Virtualization Technology News and Information
DataCore Software 2020 Predictions: Primary/Secondary Storage Will Increasingly Become "Shades of Gray" and More Predictions for the Storage Industry

VMblog Predictions 2020 

Industry executives and experts share their predictions for 2020.  Read them in this 12th annual series exclusive.

By Gerardo A. Dada, CMO, DataCore Software

Primary/Secondary Storage Will Increasingly Become "Shades of Gray"

For decades, the industry has had discrete storage systems for frequently-accessed data that requires high performance and for infrequently used data that requires lower-cost storage options- often from different vendors. For most organizations, this results in higher management overhead, difficulties migrating data on a regular basis, significant inefficiencies, and higher cost. The separation is really a reflection of a hardware-centric view of storage systems: many simply think of them as tape, AFAs, JBODs, or other terms that describe the type of media used by the system. 

Today, software-defined storage (SDS) allows IT to break its thinking away from hardware. An SDS system can abstract multiple types of storage, vendors, protocols, and network interfaces so storage is just storage. As data becomes increasingly dynamic and the relative proportion of hot, warm, and cooler data changes over time, the temperatures/tier classifications will eventually become "shades of gray," negating the need to have separate primary and secondary storage systems.
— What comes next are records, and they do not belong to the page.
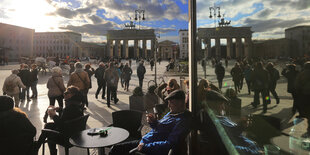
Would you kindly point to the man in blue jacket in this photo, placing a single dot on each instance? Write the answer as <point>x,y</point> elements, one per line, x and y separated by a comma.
<point>166,133</point>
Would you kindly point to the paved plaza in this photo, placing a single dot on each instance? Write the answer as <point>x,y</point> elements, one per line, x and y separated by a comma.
<point>100,114</point>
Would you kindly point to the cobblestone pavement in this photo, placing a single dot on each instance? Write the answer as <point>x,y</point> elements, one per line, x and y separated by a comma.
<point>100,114</point>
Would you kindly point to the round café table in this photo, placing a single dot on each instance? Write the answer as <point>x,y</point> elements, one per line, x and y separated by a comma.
<point>114,136</point>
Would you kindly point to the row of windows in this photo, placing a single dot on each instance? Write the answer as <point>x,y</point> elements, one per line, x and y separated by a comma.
<point>39,48</point>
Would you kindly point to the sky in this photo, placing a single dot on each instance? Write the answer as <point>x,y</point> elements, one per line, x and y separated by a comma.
<point>93,18</point>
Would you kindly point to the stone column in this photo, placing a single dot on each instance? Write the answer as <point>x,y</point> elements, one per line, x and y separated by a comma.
<point>218,47</point>
<point>208,49</point>
<point>247,48</point>
<point>229,47</point>
<point>125,48</point>
<point>110,48</point>
<point>117,48</point>
<point>238,47</point>
<point>144,53</point>
<point>136,49</point>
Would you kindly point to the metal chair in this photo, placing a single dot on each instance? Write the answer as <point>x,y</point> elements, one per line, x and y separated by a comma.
<point>70,127</point>
<point>129,120</point>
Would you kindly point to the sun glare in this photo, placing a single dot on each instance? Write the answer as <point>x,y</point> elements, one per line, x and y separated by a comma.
<point>32,14</point>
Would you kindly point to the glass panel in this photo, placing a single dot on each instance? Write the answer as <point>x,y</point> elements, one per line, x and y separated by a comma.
<point>242,54</point>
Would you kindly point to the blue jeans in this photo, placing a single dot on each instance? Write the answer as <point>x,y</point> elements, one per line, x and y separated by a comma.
<point>24,91</point>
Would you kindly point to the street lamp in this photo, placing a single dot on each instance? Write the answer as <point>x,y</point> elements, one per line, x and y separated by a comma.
<point>139,15</point>
<point>155,55</point>
<point>214,9</point>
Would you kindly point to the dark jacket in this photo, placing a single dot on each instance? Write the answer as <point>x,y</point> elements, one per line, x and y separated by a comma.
<point>260,78</point>
<point>291,76</point>
<point>99,74</point>
<point>71,111</point>
<point>274,76</point>
<point>236,73</point>
<point>166,133</point>
<point>127,71</point>
<point>219,71</point>
<point>25,76</point>
<point>141,71</point>
<point>16,133</point>
<point>34,75</point>
<point>111,77</point>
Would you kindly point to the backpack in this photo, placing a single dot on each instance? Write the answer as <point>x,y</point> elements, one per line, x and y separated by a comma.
<point>10,85</point>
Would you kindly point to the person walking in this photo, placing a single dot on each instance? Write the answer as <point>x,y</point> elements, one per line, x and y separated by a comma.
<point>140,72</point>
<point>34,81</point>
<point>99,75</point>
<point>203,65</point>
<point>56,87</point>
<point>90,71</point>
<point>12,85</point>
<point>236,74</point>
<point>111,77</point>
<point>274,77</point>
<point>290,73</point>
<point>247,75</point>
<point>302,87</point>
<point>80,79</point>
<point>25,76</point>
<point>260,78</point>
<point>220,73</point>
<point>152,64</point>
<point>127,71</point>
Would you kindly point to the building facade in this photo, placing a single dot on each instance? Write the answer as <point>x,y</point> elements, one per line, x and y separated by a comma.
<point>168,49</point>
<point>92,50</point>
<point>15,41</point>
<point>275,48</point>
<point>183,42</point>
<point>302,35</point>
<point>54,44</point>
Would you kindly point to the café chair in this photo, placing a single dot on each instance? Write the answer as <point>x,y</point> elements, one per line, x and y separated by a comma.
<point>70,127</point>
<point>129,120</point>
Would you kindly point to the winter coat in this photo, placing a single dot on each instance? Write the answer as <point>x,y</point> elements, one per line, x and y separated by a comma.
<point>111,77</point>
<point>291,76</point>
<point>80,79</point>
<point>34,75</point>
<point>219,71</point>
<point>90,73</point>
<point>302,82</point>
<point>236,73</point>
<point>127,71</point>
<point>12,84</point>
<point>99,74</point>
<point>55,85</point>
<point>25,76</point>
<point>141,71</point>
<point>274,77</point>
<point>16,133</point>
<point>260,78</point>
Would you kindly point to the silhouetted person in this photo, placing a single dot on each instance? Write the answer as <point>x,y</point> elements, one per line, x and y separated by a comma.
<point>290,73</point>
<point>220,73</point>
<point>274,77</point>
<point>260,80</point>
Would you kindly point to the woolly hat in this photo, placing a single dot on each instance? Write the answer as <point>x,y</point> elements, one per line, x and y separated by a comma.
<point>6,103</point>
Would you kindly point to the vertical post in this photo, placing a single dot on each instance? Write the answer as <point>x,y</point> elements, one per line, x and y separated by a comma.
<point>125,46</point>
<point>144,53</point>
<point>229,47</point>
<point>239,47</point>
<point>218,48</point>
<point>192,69</point>
<point>136,49</point>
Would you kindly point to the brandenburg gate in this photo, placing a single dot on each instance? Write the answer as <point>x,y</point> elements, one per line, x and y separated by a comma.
<point>229,33</point>
<point>126,35</point>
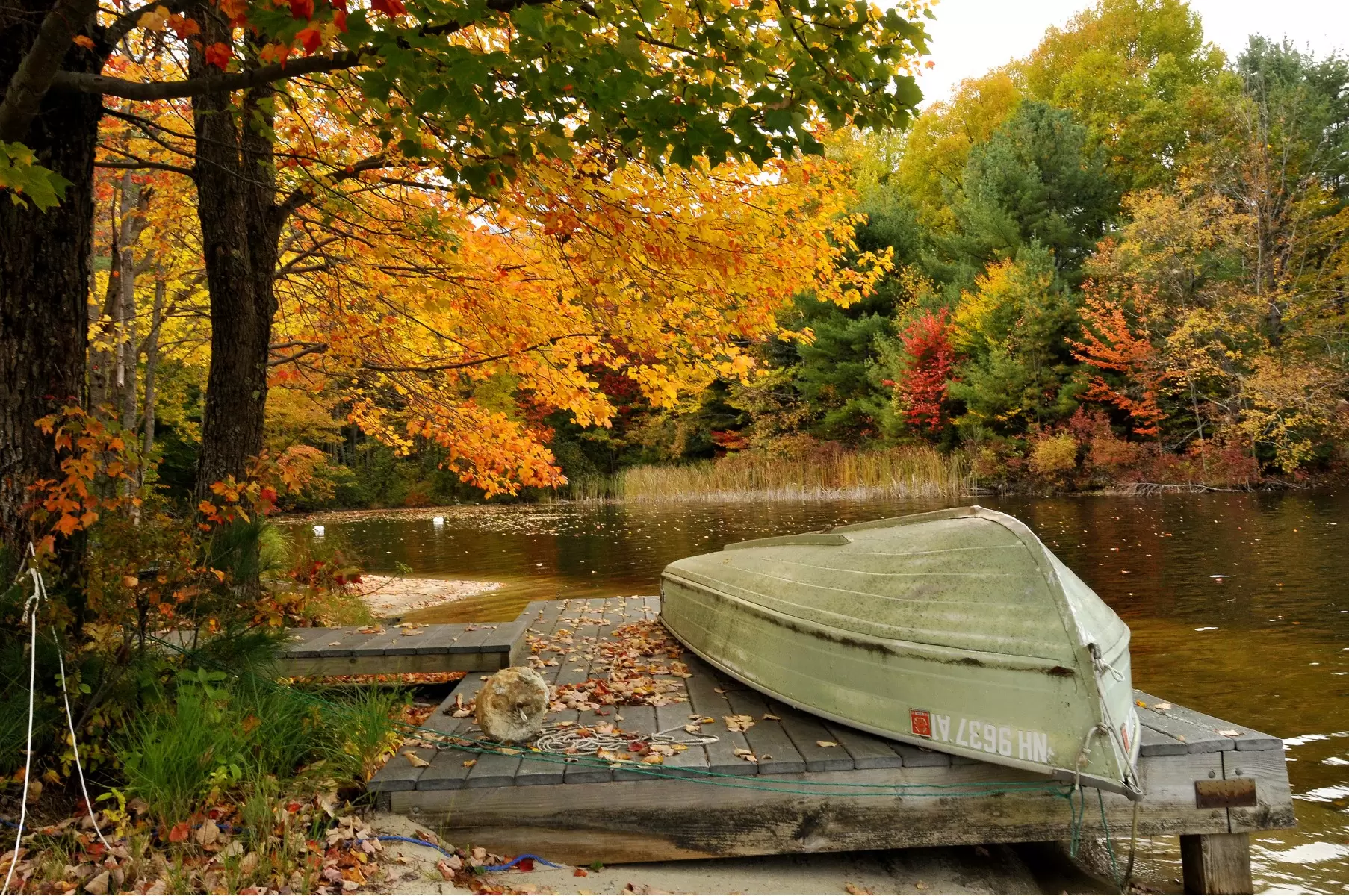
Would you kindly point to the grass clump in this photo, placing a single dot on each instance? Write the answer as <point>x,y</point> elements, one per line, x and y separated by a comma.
<point>818,471</point>
<point>250,741</point>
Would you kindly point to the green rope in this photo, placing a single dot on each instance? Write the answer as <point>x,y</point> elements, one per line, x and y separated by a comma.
<point>1109,845</point>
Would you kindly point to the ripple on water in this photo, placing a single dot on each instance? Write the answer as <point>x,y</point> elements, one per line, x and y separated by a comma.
<point>1236,602</point>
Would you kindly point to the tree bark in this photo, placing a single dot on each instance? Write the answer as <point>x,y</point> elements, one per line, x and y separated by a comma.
<point>241,227</point>
<point>43,277</point>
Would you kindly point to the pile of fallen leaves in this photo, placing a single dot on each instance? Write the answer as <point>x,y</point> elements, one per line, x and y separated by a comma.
<point>304,847</point>
<point>639,660</point>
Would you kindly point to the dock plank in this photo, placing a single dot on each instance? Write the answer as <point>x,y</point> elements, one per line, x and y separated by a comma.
<point>1245,740</point>
<point>589,771</point>
<point>493,770</point>
<point>865,749</point>
<point>1154,742</point>
<point>1196,738</point>
<point>706,700</point>
<point>919,757</point>
<point>776,752</point>
<point>691,762</point>
<point>807,733</point>
<point>639,721</point>
<point>438,637</point>
<point>306,643</point>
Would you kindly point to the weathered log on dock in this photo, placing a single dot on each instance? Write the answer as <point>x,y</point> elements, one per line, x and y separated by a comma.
<point>483,647</point>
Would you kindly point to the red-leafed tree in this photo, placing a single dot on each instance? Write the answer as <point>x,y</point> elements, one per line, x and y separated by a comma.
<point>927,370</point>
<point>1109,344</point>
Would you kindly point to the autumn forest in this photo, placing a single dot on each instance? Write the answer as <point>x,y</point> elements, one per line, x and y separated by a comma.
<point>288,255</point>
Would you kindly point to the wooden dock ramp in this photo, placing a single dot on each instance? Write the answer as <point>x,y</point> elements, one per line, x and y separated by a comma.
<point>403,650</point>
<point>813,785</point>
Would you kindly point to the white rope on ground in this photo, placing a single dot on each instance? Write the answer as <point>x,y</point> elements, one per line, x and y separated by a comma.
<point>30,615</point>
<point>75,742</point>
<point>577,740</point>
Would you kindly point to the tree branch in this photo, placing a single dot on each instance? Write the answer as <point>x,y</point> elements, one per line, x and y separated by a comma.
<point>311,349</point>
<point>158,167</point>
<point>306,193</point>
<point>462,364</point>
<point>252,77</point>
<point>41,65</point>
<point>128,21</point>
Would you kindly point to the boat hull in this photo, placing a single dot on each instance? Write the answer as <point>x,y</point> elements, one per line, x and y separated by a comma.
<point>1024,712</point>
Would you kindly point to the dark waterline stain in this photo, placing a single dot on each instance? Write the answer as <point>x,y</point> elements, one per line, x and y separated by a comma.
<point>1238,603</point>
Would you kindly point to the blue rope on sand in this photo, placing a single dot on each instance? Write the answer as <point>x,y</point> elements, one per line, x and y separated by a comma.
<point>486,868</point>
<point>520,859</point>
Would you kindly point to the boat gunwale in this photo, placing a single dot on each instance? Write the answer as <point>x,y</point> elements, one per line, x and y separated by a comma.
<point>1052,772</point>
<point>1084,665</point>
<point>899,647</point>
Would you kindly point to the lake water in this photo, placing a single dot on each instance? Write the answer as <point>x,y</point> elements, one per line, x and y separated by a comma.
<point>1265,645</point>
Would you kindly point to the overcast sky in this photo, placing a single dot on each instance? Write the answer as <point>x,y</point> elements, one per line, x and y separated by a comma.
<point>972,37</point>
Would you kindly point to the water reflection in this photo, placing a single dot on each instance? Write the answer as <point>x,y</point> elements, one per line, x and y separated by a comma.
<point>1238,605</point>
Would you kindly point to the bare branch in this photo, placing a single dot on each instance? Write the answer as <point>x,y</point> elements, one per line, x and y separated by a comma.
<point>40,69</point>
<point>475,362</point>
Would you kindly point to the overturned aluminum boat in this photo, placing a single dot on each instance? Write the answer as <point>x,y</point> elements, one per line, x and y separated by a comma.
<point>955,630</point>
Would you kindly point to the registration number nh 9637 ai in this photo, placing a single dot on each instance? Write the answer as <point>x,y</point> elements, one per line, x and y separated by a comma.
<point>977,735</point>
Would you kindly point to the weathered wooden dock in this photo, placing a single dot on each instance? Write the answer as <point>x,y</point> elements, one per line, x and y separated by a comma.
<point>398,650</point>
<point>1208,780</point>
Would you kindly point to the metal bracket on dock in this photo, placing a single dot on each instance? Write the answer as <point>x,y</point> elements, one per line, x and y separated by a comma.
<point>1233,792</point>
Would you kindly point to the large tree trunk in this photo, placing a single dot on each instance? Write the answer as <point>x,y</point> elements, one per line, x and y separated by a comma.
<point>236,192</point>
<point>43,280</point>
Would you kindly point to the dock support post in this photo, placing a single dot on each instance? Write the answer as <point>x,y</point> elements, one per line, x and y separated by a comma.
<point>1216,862</point>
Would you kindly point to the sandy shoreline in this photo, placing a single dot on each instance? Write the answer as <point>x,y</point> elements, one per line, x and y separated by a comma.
<point>391,597</point>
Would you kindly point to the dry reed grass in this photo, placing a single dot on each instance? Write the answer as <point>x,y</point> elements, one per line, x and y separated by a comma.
<point>820,473</point>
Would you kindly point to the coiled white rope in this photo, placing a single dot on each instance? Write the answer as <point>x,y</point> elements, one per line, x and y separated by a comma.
<point>75,744</point>
<point>30,615</point>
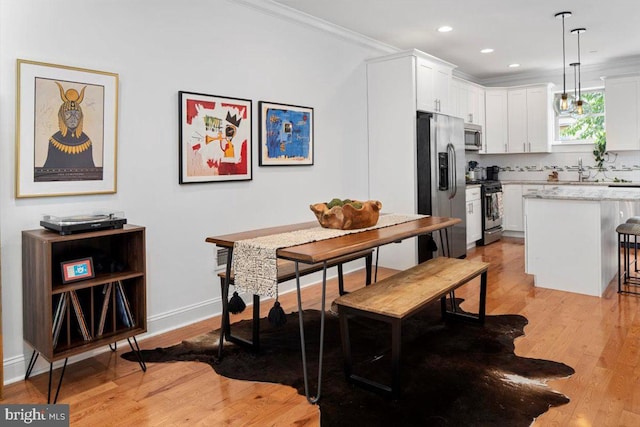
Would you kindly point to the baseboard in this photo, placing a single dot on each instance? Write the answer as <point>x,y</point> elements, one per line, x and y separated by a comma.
<point>518,234</point>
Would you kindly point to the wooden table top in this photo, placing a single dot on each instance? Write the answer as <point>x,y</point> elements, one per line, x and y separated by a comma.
<point>324,250</point>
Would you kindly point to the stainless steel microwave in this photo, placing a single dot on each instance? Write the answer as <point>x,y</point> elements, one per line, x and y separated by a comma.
<point>472,137</point>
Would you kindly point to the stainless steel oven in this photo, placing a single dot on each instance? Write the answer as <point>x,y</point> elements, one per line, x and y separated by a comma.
<point>492,212</point>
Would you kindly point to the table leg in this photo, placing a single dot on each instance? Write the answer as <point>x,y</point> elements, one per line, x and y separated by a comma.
<point>224,326</point>
<point>303,349</point>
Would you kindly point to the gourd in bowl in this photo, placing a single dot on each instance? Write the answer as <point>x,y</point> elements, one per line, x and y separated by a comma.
<point>347,214</point>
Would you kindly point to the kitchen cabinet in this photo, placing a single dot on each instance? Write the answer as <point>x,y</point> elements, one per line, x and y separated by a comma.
<point>529,119</point>
<point>474,215</point>
<point>622,113</point>
<point>512,207</point>
<point>496,129</point>
<point>433,84</point>
<point>397,87</point>
<point>467,101</point>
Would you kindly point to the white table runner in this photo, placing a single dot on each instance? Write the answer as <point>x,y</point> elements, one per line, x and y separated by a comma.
<point>254,261</point>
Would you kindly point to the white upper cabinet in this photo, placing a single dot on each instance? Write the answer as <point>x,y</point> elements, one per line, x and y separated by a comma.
<point>433,85</point>
<point>496,129</point>
<point>518,119</point>
<point>467,101</point>
<point>622,113</point>
<point>530,119</point>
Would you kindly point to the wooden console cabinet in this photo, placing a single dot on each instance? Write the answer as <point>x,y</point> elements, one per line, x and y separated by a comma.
<point>94,312</point>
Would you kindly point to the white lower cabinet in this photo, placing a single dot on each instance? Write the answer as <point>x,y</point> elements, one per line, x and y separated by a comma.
<point>474,215</point>
<point>512,207</point>
<point>513,204</point>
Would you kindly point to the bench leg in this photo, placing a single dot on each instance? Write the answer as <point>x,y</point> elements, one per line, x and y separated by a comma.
<point>254,343</point>
<point>345,314</point>
<point>396,340</point>
<point>340,280</point>
<point>346,341</point>
<point>225,303</point>
<point>454,314</point>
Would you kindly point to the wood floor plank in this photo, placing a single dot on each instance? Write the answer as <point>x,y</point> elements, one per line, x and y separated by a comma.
<point>598,337</point>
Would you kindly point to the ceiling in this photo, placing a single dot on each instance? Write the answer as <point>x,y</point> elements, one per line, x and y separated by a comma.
<point>520,31</point>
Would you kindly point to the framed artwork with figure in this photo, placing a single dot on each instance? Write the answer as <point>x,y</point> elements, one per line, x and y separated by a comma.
<point>66,130</point>
<point>286,134</point>
<point>215,138</point>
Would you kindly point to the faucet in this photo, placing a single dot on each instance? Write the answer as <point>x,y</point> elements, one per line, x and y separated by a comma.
<point>581,171</point>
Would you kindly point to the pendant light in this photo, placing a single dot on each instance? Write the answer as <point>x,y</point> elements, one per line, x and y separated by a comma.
<point>564,103</point>
<point>581,107</point>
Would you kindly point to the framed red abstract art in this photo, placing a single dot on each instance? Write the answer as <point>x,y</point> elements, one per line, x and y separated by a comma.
<point>215,138</point>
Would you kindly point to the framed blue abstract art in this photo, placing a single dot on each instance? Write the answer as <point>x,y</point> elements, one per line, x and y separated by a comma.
<point>286,134</point>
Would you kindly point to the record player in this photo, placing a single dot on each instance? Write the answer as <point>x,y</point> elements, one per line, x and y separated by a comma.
<point>83,223</point>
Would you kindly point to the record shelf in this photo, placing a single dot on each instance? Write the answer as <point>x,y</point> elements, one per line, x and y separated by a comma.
<point>65,318</point>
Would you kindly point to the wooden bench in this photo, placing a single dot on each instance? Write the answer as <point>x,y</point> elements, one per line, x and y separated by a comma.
<point>398,297</point>
<point>287,271</point>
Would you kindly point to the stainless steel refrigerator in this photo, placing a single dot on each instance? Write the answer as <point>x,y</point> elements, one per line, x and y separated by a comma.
<point>441,181</point>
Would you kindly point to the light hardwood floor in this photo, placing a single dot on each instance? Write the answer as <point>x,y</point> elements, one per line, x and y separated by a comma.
<point>598,337</point>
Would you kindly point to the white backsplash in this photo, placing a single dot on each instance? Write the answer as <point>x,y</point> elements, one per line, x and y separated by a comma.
<point>624,165</point>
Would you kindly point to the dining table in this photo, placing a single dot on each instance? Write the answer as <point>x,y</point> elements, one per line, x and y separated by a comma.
<point>323,251</point>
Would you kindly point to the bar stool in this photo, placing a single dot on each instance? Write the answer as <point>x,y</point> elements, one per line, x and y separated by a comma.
<point>625,231</point>
<point>635,220</point>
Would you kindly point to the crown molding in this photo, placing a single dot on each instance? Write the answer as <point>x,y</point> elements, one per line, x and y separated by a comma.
<point>287,13</point>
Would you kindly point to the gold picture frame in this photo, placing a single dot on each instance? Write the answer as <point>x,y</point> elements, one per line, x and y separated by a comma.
<point>66,130</point>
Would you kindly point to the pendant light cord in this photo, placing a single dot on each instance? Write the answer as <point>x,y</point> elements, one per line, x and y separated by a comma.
<point>579,70</point>
<point>564,76</point>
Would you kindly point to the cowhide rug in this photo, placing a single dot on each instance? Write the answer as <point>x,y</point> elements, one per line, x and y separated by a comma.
<point>453,373</point>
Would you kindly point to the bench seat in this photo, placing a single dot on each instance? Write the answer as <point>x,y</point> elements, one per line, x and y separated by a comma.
<point>398,297</point>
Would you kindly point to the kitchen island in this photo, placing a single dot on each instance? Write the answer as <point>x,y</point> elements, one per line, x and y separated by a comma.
<point>570,236</point>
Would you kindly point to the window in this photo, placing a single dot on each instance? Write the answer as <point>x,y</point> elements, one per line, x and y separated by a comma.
<point>585,128</point>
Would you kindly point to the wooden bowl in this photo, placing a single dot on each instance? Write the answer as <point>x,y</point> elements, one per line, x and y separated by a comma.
<point>348,217</point>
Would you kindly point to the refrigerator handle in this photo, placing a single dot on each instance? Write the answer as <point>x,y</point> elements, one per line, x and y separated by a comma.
<point>453,171</point>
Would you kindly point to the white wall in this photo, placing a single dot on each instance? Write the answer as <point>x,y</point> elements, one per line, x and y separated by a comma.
<point>159,47</point>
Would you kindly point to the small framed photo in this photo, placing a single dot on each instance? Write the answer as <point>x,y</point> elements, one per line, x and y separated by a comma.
<point>215,138</point>
<point>78,269</point>
<point>286,134</point>
<point>66,130</point>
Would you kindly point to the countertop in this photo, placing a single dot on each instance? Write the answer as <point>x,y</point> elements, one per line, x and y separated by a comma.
<point>562,192</point>
<point>571,183</point>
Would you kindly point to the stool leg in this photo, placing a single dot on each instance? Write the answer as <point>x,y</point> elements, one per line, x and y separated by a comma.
<point>619,269</point>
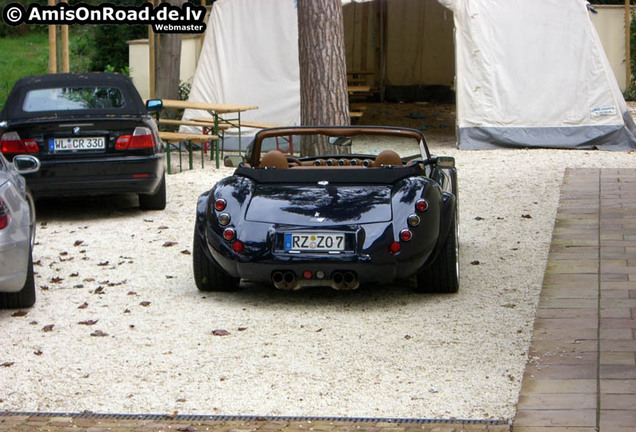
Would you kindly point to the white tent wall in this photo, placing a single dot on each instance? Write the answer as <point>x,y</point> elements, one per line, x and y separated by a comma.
<point>534,74</point>
<point>418,44</point>
<point>250,57</point>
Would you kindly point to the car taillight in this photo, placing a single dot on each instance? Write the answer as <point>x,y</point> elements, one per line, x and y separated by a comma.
<point>4,215</point>
<point>140,139</point>
<point>11,143</point>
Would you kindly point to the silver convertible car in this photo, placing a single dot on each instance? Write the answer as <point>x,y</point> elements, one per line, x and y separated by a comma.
<point>17,233</point>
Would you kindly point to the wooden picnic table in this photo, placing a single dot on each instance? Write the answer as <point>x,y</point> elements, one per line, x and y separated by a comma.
<point>215,110</point>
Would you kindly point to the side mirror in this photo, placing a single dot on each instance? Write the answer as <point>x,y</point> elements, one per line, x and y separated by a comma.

Additionally, a common belief is that you need to migrate from one storage platform to another such as file to object; many are now starting to realize that these are just artificial constructs for how to interface with the data, and an ideal system should be able to handle both without compromise.

An intelligent software-defined system makes intelligent decisions on each piece of data, placing it in the tier it belongs given its performance and cost requirements, and optimizes performance, utilization, and cost dynamically.

AI-Driven Analytics Will Drive Intelligent Data Placement

Artificial intelligence (AI) will be increasingly used to make intelligent decisions about data placement. Based on information such as telemetry data and metadata, these AI-driven solutions will be able to determine where data should be stored and how much performance to give it. This will also help offload the administrative and manual activities associated with data placement and result in better capacity planning.

The technology will be used to effectively detect data temperature gradients and automatically move it to the right bucket. For example, automated storage tiering techniques will migrate data in the background across arrays and even into the cloud-using not only access frequency in choosing whether high-performance storage or lower-cost archival storage is appropriate, but also to determine when is the right time to migrate between them based on urgency, resiliency, aging and location. This will accelerate enterprises saving both time and money.

Increased Exploitation of Metadata

Metadata-driven data management of unstructured content will prove to be a disruptive storage technology in 2020. Metadata is the tool to make IT smarter about data. Up to now, it has been limited to object storage systems for the most part, and has been tied to the data itself in most cases.

Metadata can be extremely powerful, especially when it is tightly integrated with the data from a logic perspective, yet decoupled from a location perspective, while synchronized globally-and when it is available for all types of data whether it was stored using an object or a file protocol.  These newer capabilities allow organizations to build rich attributes around the data they store.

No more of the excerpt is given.